Il en va de même des projets annulés ou réduits. Un projet annulé accompagné d’un récit clair de ce que vous en avez tiré se lit mieux qu’un trou suspect, et les entretiens posent des questions sur les trous.
Où ces CV sont généralement écartés
Trois schémas expliquent l’essentiel des refus au tri. Le premier est une liste de responsabilités recopiée de la fiche du poste que vous occupiez : elle dit ce que vous étiez censé faire plutôt que ce qui s’est passé.
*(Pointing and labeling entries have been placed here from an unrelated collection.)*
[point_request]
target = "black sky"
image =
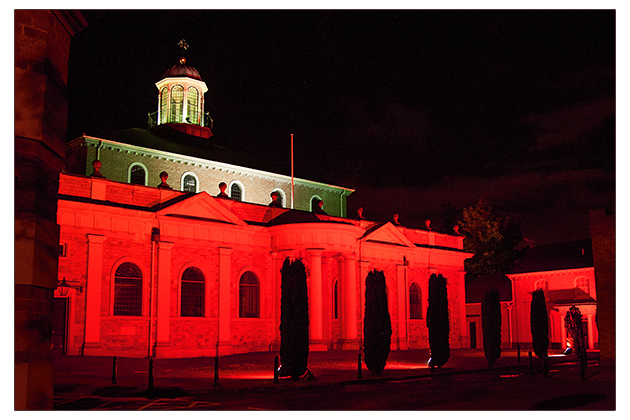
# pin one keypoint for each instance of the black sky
(414, 109)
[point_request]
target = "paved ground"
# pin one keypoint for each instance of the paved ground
(190, 382)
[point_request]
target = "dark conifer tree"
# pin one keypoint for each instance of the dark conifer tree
(294, 322)
(437, 321)
(573, 326)
(377, 326)
(491, 325)
(539, 322)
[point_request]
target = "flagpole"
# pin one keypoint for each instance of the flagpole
(292, 184)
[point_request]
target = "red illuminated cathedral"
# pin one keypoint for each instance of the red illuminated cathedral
(171, 246)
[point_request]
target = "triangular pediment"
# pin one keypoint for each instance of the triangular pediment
(387, 234)
(201, 206)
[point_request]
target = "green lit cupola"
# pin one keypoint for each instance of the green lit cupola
(181, 99)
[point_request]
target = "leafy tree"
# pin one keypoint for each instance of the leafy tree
(573, 326)
(437, 321)
(495, 240)
(377, 326)
(539, 323)
(491, 325)
(294, 338)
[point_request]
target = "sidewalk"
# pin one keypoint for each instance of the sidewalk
(84, 375)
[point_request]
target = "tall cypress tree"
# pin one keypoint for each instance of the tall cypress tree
(437, 321)
(294, 319)
(491, 325)
(377, 325)
(573, 326)
(539, 322)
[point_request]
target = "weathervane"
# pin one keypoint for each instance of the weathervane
(184, 46)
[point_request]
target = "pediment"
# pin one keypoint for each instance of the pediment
(200, 206)
(387, 234)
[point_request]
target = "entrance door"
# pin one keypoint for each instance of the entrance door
(60, 316)
(472, 334)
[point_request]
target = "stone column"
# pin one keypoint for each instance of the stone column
(224, 298)
(463, 326)
(350, 341)
(93, 294)
(315, 302)
(591, 332)
(341, 301)
(163, 318)
(363, 272)
(401, 280)
(276, 277)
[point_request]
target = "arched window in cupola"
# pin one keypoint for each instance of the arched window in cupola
(193, 105)
(163, 105)
(177, 103)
Le deuxième est le vocabulaire des parties prenantes sans parties prenantes dedans — « mobilisé les parties prenantes à tous les niveaux » survit à toutes les relectures et ne veut rien dire ; nommer les fonctions est ce qui le rend réel.
Le troisième est une liste de projets sans fil conducteur. Six projets sans lien dans six domaines différents se lisent comme l’inventaire d’un prestataire plutôt que comme un parcours, même quand ce n’en est pas un. Les regrouper par type de problème — livraison en environnement réglementé, migration de systèmes, déploiement physique — rend le même parcours lisible en quatre secondes, ce qui correspond à peu près au temps qu’il reçoit.
Des termes présents dans presque toutes les offres.
- Gestion des parties prenantes
- Nommez les fonctions, pas l’étiquette. Finance, exploitation et un régulateur externe, ce n’est pas le même métier que trois équipes internes.
- Responsabilité budgétaire
- Distinguez détenir un budget de le suivre ou le prévoir. Les filtres lisent la même chose ; les recruteurs non.
- Gestion des risques
- Un risque que vous avez réellement détecté, et ce qu’il aurait coûté, vaut mieux que toute description de votre processus.
- Livraison transverse
- Quelles fonctions, et ce qui rendait l’accord difficile. « Transverse » seul figure sur tous les CV de la pile.
- Agile / Scrum / PRINCE2
- Un terme de filtrage. Indiquez ce qui est vrai, puis consacrez la place au jugement.
N’ajoutez un terme que si votre propre expérience le justifie. ApplySpan signale les exigences que vous ne pouvez pas étayer au lieu de les écrire à votre place.
Questions
Faut-il une certification PMP ou PRINCE2 sur un CV ?+
Indiquez-la si vous la détenez : certains filtres la cherchent et elle coûte une ligne. Elle emporte rarement l’entretien. Les offres qui l’exigent le disent explicitement, et celles qui la préfèrent s’intéressent surtout à la taille et à la complexité de ce que vous avez livré.
Comment montrer l’impact quand les résultats ont mis des années à apparaître ?+
Décrivez ce qui était vrai à votre départ : adoption à la passation, incidents à la mise en service, état du plan face à la référence. Les résultats de long terme auxquels vous n’assistiez plus relèvent de l’entretien, pas de la page, car vous ne pouvez pas répondre de ce qui a suivi.
Faut-il lister tous les projets que j’ai gérés ?+
Non. Regroupez-les par type de problème et ouvrez chaque groupe par le plus important et le plus récent. Le lecteur consacre quelques secondes à se faire une idée de votre périmètre, et une longue liste indifférenciée y nuit plutôt qu’elle n’aide.